Rhombic Dodecahedron – The "Spheric" of Synergetics

The Rhombic Dodecahedron (red/white) is a space-filling polyhedron, meaning it can pack together with other RD of the same dimensions to perfectly tessellate three-dimensional space, leaving no gaps or overlaps. The Isotropic Vector Matrix (disclosed by the relational lines of force between the closest packing of spheres) is a complex of Tetrahedra and Octahedra that also join to form the Vector Equilibrium (Blue) at different frequencies. The RD stellates to define the vertices of the VE, which orients the observer to another volumetric accounting approach to event phenomena in Universe. Bucky called the RD the “Spheric” because it is the most economic subdivision in universe and defines the domain of the unit radius sphere in closest packing.

From Buckminster Fuller’s Synergetics:

426.20 Allspace Filling: The rhombic dodecahedra symmetrically fill allspace in symmetric consort with the isotropic vector matrix. Each rhombic dodecahedron defines exactly the unique and omnisimilar domain of every radiantly alternate vertex of the isotropic vector matrix as well as the unique and omnisimilar domains of each and every interior-exterior vertex of any aggregate of closest-packed, uniradius spheres whose respective centers will always be congruent with every radiantly alternate vertex of the isotropic vector matrix, with the corresponding set of alternate vertexes always occuring at all the intertangency points of the closest-packed spheres.

426.21 The rhombic dodecahedron contains the most volume with the least surface of all the allspace-filling geometrical forms, ergo, rhombic dodecahedra are the most economical allspace subdividers of Universe. The rhombic dodecahedra fill and symmetrically subdivide allspace most economically, while simultaneously, symmetrically, and exactly defining the respective domains of each sphere as well as the spaces between the spheres, the respective shares of the inter-closest-packed-sphere-interstitial space. The rhombic dodecahedra are called "spherics," for their respective volumes are always the unique closest-packed, uniradius spheres' volumetric domains of reference within the electively generatable and selectively "sizable" or tunable of all isotropic vector matrixes of all metaphysical "considering" as regeneratively reoriginated by any thinker anywhere at any time; as well as of all the electively generatable and selectively tunable (sizable) isotropic vector matrixes of physical electromagnetics, which are also reoriginatable physically by anyone anywhere in Universe.

426.32 A spheric has 144 A and B modules, and there are 24 A Quanta Modules (see Sec. 920 and 940) in the tetrahedron, which equals l/6th of a spheric. Each of the tetrahedron's 24 modules contains 1/144th of a sphere, plus 1/l44th of the nonsphere space unique to the individual domain of the specific sphere of which it is a l/144th part, and whose spheric center is congruent with the most acute-angle vertex of each and all of the A and B Quanta Modules. The four corners of the tetrahedron are centers of four embryonic (potential) spheres.

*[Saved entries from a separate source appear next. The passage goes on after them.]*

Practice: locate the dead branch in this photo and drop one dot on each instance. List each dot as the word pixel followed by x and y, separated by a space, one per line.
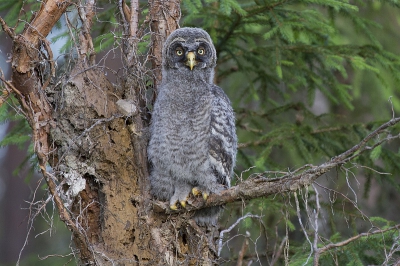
pixel 260 186
pixel 86 13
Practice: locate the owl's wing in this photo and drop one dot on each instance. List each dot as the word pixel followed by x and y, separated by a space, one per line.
pixel 223 141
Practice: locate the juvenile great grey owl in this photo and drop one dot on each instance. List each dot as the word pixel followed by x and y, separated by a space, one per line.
pixel 193 141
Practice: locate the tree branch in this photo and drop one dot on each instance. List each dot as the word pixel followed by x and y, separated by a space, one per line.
pixel 260 186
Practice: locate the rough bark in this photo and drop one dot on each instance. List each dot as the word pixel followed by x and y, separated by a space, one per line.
pixel 98 159
pixel 98 153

426.41 The rhombic dodecahedron's 144 modules may be reoriented within it to be either radiantly disposed from the contained sphere's center of volume or circumferentially arrayed to serve as the interconnective pattern of six 1/6thspheres, with six of the dodecahedron's 14 vertexes congruent with the centers of the six individual l/6th spheres that it interconnects. The six l/6th spheres are completed when 12 additional rhombic dodecahedra are close-packed around it.

426.42 The fact that the rhombic dodecahedron can have its 144 modules oriented as either introvert-extrovert or as three-way circumferential provides its valvability between broadcasting-transceiving and noninterference relaying. The first radio tuning crystal must have been a rhombic dodecahedron.

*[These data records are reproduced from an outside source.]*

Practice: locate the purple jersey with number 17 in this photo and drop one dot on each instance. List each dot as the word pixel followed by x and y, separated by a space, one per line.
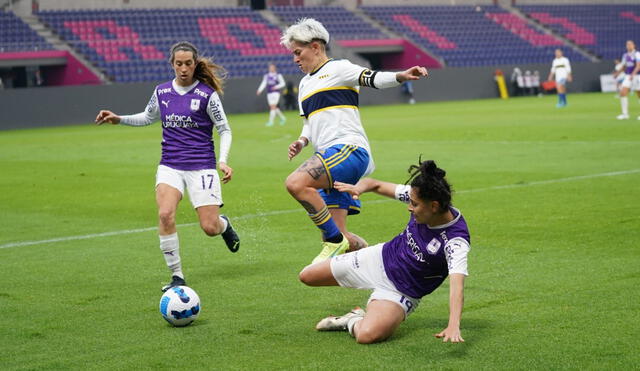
pixel 415 260
pixel 186 128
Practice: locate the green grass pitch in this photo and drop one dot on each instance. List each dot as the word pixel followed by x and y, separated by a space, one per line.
pixel 552 199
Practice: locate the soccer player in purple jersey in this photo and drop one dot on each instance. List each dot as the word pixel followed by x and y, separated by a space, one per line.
pixel 189 107
pixel 273 81
pixel 432 246
pixel 631 63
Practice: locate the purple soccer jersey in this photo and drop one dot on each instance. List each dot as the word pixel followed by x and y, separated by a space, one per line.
pixel 415 260
pixel 272 82
pixel 630 60
pixel 186 128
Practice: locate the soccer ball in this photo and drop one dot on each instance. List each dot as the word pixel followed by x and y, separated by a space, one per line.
pixel 180 306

536.43 The most complete description of the domain of a point is not a vector equilibrium but a rhombic dodecahedron, because it would have to be allspace filling and because it has the most omnidirectional symmetry. The nearest thing

you could get to a sphere in relation to a point, and which would fill all space, is the rhombic dodecahedron.

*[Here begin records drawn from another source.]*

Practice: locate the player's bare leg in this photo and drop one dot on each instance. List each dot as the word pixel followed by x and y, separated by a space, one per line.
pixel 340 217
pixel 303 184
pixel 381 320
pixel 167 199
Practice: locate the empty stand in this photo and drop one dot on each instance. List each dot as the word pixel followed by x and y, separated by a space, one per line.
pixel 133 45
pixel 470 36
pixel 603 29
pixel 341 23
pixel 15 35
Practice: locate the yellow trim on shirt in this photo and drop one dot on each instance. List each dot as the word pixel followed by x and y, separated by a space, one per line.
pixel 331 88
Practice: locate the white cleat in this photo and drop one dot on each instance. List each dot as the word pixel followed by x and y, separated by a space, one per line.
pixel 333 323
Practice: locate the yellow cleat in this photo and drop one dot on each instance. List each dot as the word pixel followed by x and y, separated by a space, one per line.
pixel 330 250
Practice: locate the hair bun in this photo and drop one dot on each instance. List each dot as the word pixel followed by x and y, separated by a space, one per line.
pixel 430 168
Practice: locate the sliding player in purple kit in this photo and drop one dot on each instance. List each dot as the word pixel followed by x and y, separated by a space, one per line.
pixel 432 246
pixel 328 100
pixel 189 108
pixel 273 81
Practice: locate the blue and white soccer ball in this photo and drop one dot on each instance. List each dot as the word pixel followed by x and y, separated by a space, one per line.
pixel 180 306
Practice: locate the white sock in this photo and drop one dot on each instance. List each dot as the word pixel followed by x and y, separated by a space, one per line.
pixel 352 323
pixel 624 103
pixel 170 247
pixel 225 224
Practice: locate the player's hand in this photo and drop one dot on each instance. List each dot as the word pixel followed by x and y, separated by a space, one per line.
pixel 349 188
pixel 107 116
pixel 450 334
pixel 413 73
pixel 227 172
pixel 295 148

954.55 Again reviewing for recall momentum, we note that the unique asymmetrical Coupler octahedron nests elegantly into the diamond-faceted valley on each of the 12 sides of the rhombic dodecahedron (called spheric because each

rhombic dodecahedron constitutes the unique allspace-filling domain of each and every unit radius sphere of all closest-packed, unit-radius sphere aggregates of Universe, the sphere centers of which, as well as the congruent rhombic dodecahedra centers of which, are also congruent with all the vertexes of all isotropic vector matrixes of Universe).

955.51 At the heart of the vector equilibrium is the ball in the center of the rhombic dodecahedron.

955.52 Of all the polyhedra, nothing falls so readily into a closestpacked group of its own kind as does the rhombic dodecahedron, the most common polyhedron found in nature.